While AMH offers an accessible alternative to ultrasound for defining PCOM, technical challenges related to assay variability and standardization have delayed its integration into diagnostic criteria. However, a recent international consensus [5] now endorses AMH for defining PCOM in adults, marking a significant shift in PCOS diagnosis [28]. The 2023 International PCOS Assessment and Management Guidelines emphasize that AMH should not be used alone for diagnosis but can serve as a supporting criterion. Additionally, factors such as age, BMI, contraception use, surgical history, and menstrual cycle timing should be considered [5].

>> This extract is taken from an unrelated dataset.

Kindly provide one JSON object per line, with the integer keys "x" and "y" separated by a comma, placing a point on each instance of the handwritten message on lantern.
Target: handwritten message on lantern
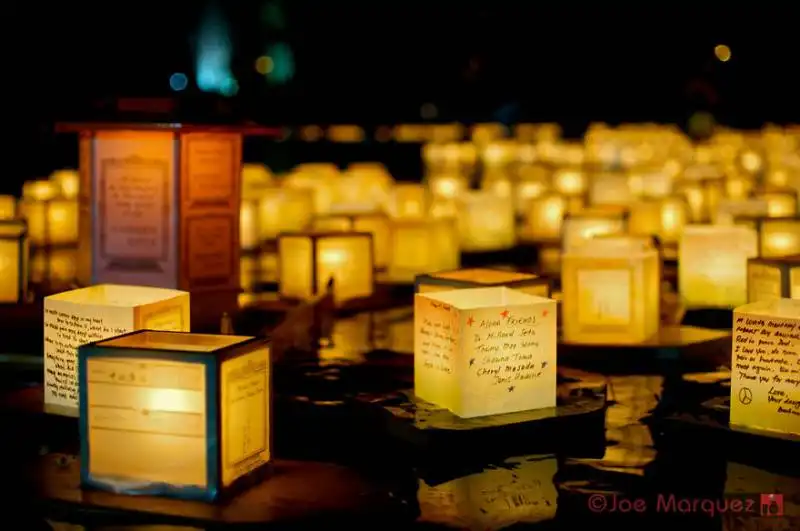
{"x": 765, "y": 368}
{"x": 485, "y": 351}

However, these thresholds are unsuitable for aging women due to age-related declines in AMH. In the current study, we identified an AMH threshold of 1.17 ng/mL for diagnosing PCOS in women with an average age of 45.3 ± 5.5 years. Although this threshold demonstrates moderate reliability (AUC = 0.71, 95%CI: 0.60–0.83). The observed differences in threshold values across studies highlight the importance of considering age in AMH-based diagnostics.

Strengths and limitations

This study is unique in the inclusion of an unselected population with a follow-up duration of 13 years, and subgroup analysis based on phenotypes at baseline. These factors enhance the generalizability of our findings and provide valuable insights into hormonal and ovarian structural changes with aging. However, the study’s limitations include the relatively small sample size and variations in AMH measurement methods between 2009 and 2022 may have influenced results, although comparisons were conducted separately for these time points.